Training: The HR department does not train new employees. Division managers, supervisors and “lead men” perform the training for field personnel. For administrative (office) positions, current employees form a “training team” to instruct new hires on their responsibilities. The new hires are also exposed to the Accountability Chart to identify responsibilities. Training is conducted over the first 90 days of employment, with additional/supplemental training every 6 months. Safety training for field employees, which includes health training and wellness, is conducted quarterly. 

Guidelines: The Employment Manual lays out clear guidelines for employees to follow, including descriptions of disciplinary procedures. 

Evaluations: Performance evaluations are conducted quarterly by field supervisors and division managers, with information on evaluations provided to HR. Our “Quarterly Performance Evaluation” program helps employees understand their strengths and weaknesses. These formalized evaluations have also proven to be the most effective means of dealing with and properly documenting disciplinary or adverse actions.

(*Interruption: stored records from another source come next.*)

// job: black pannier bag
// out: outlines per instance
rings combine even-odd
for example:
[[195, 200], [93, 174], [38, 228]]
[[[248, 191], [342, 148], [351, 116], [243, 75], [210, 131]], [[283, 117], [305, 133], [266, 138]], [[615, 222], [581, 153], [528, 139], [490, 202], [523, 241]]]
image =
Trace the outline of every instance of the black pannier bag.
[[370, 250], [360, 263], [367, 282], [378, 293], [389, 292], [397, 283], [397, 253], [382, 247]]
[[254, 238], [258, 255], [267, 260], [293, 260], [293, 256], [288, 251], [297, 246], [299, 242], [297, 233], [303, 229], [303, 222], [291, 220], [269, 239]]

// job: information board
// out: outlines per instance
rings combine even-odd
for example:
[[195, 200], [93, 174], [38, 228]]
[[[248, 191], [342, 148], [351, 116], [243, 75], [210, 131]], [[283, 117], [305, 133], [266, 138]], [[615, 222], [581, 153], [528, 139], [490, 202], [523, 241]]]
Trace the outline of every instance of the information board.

Core Values: Fostering better relationships between employees and management is primarily the responsibility of the CEO, who sets the example and stresses to the organization—employees and management—the importance of the company’s Core Values. All company programs have the Core Values as their foundation. Succession planning of all senior officers is also the role of the CEO.

At Standard, the CEO conducts a quarterly “State of the Company” address with all employees present. Commitment to transparency between management and employees has been the key to our success. Ongoing two-way communication between supervisors, managers and employees is the basis for continuous improvement. Having a central HR department is a great help to our organization. By coordinating with the various divisions on a regular basis, maintaining open and clear lines of conversation helps prevent misunderstandings and resolve errors. Succession planning for their own role as CEO and all senior officers is also the role of the CEO.

Standard’s willingness to evolve, as well as its commitment to employees’ health, safety, strong compensation and benefits has resulted in a long list of committed customers; which, in turn, has resulted in Standard’s successful history and paints a picture for a bright future.